Page MenuHomePhabricator

[API] WikibaseClient: wblistentityusage API module adds its results to the `query.pages` key in response
Closed, ResolvedPublic5 Estimated Story PointsPRODUCTION ERROR

Description

Problem:

When using wblistentityusage as a value of the list parameter in an API query action, results are added to the query.pages key in the response object. However, this key is reserved for usage with any of the following parameters: generator / titles / pageids / revids. This could lead to a collision when using alongside one of the parameters listed and potentially cause a runtime exception.

{
    "error": {
        "code": "internal_api_error_RuntimeException",
        "info": "[267db349-f489-482e-9a01-1d2e6e66654d] Caught exception of type RuntimeException",
        "errorclass": "RuntimeException"
    },
    "servedby": "mw1392"
}

Example:

See this output for list=wblistentityusage, list=allpages, titles=Q1. It is evident from the response that list=allpages’ output is under allpages; pages contains two pages that look different and come from different sources, Q1 from titles=Q1 and User:Yiyi from list=wblistentityusage.

Desired behavior:

Results from usage of wblistentityusage are added under a different key than query.pages, potentially: query.entityusage.


Error
normalized_message
[{reqId}] {exception_url}   RuntimeException: Conflicting keys (pageid, ns, title) when attempting to merge element 63735107
exception.trace
from /srv/mediawiki/php-1.38.0-wmf.19/includes/api/ApiResult.php(304)
#0 /srv/mediawiki/php-1.38.0-wmf.19/includes/api/ApiResult.php(412): ApiResult::setValue(array, integer, array, integer)
#1 /srv/mediawiki/php-1.38.0-wmf.19/extensions/Wikibase/client/includes/Api/ApiListEntityUsage.php(132): ApiResult->addValue(array, integer, array)
#2 /srv/mediawiki/php-1.38.0-wmf.19/extensions/Wikibase/client/includes/Api/ApiListEntityUsage.php(111): Wikibase\Client\Api\ApiListEntityUsage->formatPageData(stdClass, string, array, ApiResult)
#3 /srv/mediawiki/php-1.38.0-wmf.19/extensions/Wikibase/client/includes/Api/ApiListEntityUsage.php(57): Wikibase\Client\Api\ApiListEntityUsage->formatResult(Wikimedia\Rdbms\MysqliResultWrapper, integer, array, NULL)
#4 /srv/mediawiki/php-1.38.0-wmf.19/extensions/Wikibase/client/includes/Api/ApiListEntityUsage.php(46): Wikibase\Client\Api\ApiListEntityUsage->run()
#5 /srv/mediawiki/php-1.38.0-wmf.19/includes/api/ApiQuery.php(629): Wikibase\Client\Api\ApiListEntityUsage->execute()
#6 /srv/mediawiki/php-1.38.0-wmf.19/includes/api/ApiMain.php(1889): ApiQuery->execute()
#7 /srv/mediawiki/php-1.38.0-wmf.19/includes/api/ApiMain.php(868): ApiMain->executeAction()
#8 /srv/mediawiki/php-1.38.0-wmf.19/includes/api/ApiMain.php(839): ApiMain->executeActionWithErrorHandling()
#9 /srv/mediawiki/php-1.38.0-wmf.19/api.php(90): ApiMain->execute()
#10 /srv/mediawiki/php-1.38.0-wmf.19/api.php(45): wfApiMain()
#11 /srv/mediawiki/w/api.php(3): require(string)
#12 {main}
NOTE: This is a breaking change. Announcement is being prepared here.

Event Timeline

Restricted Application added a subscriber: Aklapper. · View Herald Transcript

Another issue I happened to notice while looking through APIs for m3api work, like T300458; and like that one, fixing this task would probably require a breaking API change, which I’m not sure is worth it.

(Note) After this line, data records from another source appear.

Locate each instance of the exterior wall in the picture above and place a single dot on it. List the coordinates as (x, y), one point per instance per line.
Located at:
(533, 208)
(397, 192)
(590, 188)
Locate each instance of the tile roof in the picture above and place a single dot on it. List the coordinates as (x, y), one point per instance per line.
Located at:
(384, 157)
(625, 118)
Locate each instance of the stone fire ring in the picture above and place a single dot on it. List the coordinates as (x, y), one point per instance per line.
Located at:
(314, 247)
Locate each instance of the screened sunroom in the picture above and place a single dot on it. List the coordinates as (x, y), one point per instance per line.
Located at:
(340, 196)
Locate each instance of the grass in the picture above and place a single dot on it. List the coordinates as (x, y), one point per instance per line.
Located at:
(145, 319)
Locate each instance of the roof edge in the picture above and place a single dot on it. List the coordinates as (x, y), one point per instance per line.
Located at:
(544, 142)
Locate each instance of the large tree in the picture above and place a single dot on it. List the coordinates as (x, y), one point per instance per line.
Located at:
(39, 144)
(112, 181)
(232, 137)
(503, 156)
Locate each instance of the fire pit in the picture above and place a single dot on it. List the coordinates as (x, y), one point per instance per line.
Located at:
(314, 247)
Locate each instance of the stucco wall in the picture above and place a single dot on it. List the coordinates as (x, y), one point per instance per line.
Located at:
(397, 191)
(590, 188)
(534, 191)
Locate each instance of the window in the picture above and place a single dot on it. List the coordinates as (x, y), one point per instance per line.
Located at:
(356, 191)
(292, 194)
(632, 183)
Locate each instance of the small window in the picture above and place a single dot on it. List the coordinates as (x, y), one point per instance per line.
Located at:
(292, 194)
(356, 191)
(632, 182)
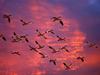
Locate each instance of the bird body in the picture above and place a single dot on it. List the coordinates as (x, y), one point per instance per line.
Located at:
(7, 17)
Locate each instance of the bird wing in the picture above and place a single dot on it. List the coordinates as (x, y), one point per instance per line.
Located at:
(61, 22)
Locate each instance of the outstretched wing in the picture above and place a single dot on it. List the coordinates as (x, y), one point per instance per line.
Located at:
(61, 22)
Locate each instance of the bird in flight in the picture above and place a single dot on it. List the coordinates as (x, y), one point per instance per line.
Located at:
(58, 19)
(80, 58)
(24, 23)
(53, 61)
(53, 49)
(42, 55)
(51, 31)
(16, 38)
(32, 48)
(8, 17)
(2, 36)
(60, 38)
(16, 52)
(67, 66)
(41, 34)
(64, 48)
(24, 37)
(39, 46)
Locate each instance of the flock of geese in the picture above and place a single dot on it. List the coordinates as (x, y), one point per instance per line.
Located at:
(18, 38)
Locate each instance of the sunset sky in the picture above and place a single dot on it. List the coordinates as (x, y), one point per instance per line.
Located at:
(81, 20)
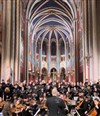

Probably also worth keeping in mind another known issue with this module, which is that its wbeu parameter prefix actually collides with another module (T196962). If we’re making a breaking change to this module, we might as well make several at once and kill two birds with one stone, I’d say.

Lucas_Werkmeister_WMDE changed the subtype of this task from "Task" to "Production Error".Jan 31 2022, 12:35 PM
Lucas_Werkmeister_WMDE set Request URL to https://www.wikidata.org/w/api.php.
Lucas_Werkmeister_WMDE updated the task description. (Show Details)
Lucas_Werkmeister_WMDE set Release Version to 1.38.0-wmf.19.
Lucas_Werkmeister_WMDE set Phatality ID to db75dd6d58c18f6c1926c722b160d8be7d119f22c4109539342efdf95349acb9.

Prio Notes:

  • Affects Users / Live Systems (Consult product)
  • Doesn't affect development efforts
  • Doesn't affect onboarding efforts
  • Does not affect additional stakeholders
ItamarWMDE renamed this task from WikibaseClient wblistentityusage API module adds to pages output when not used as generator, potentially throws RuntimeException to [SW] WikibaseClient wblistentityusage API module adds to pages output when not used as generator, potentially throws RuntimeException.Feb 15 2023, 8:59 AM
ItamarWMDE moved this task from Incoming to [DOT] Prioritized on the wmde-wikidata-tech board.
ItamarWMDE added a project: Wikidata Dev Team.

Story Writing Notes:

  • Reduce the amount of information in the ticket description by moving it to the comments
  • Clarify the meaning of using a list action api module as a generator

Clarify the meaning of using a list action api module as a generator

I’ll try to explain it :)

In the action=query API, when you use a list module normally, its output gets added to a separate field in the response – e.g. an API request for list=allpages|random|recentchanges (i.e. the allpages, random and recentchanges lists) will have three arrays in the response, query.allpages, query.random and query.recentchanges. Each module is responsible for what the output looks like, and they often have some kind of prop parameter controlling which properties are included in the output for each result: compare default list=recentchanges, recentchanges with empty rcprop, and recentchanges with full rcprop. (Also, some lists return results that aren’t pages, e.g. logevents or tags.)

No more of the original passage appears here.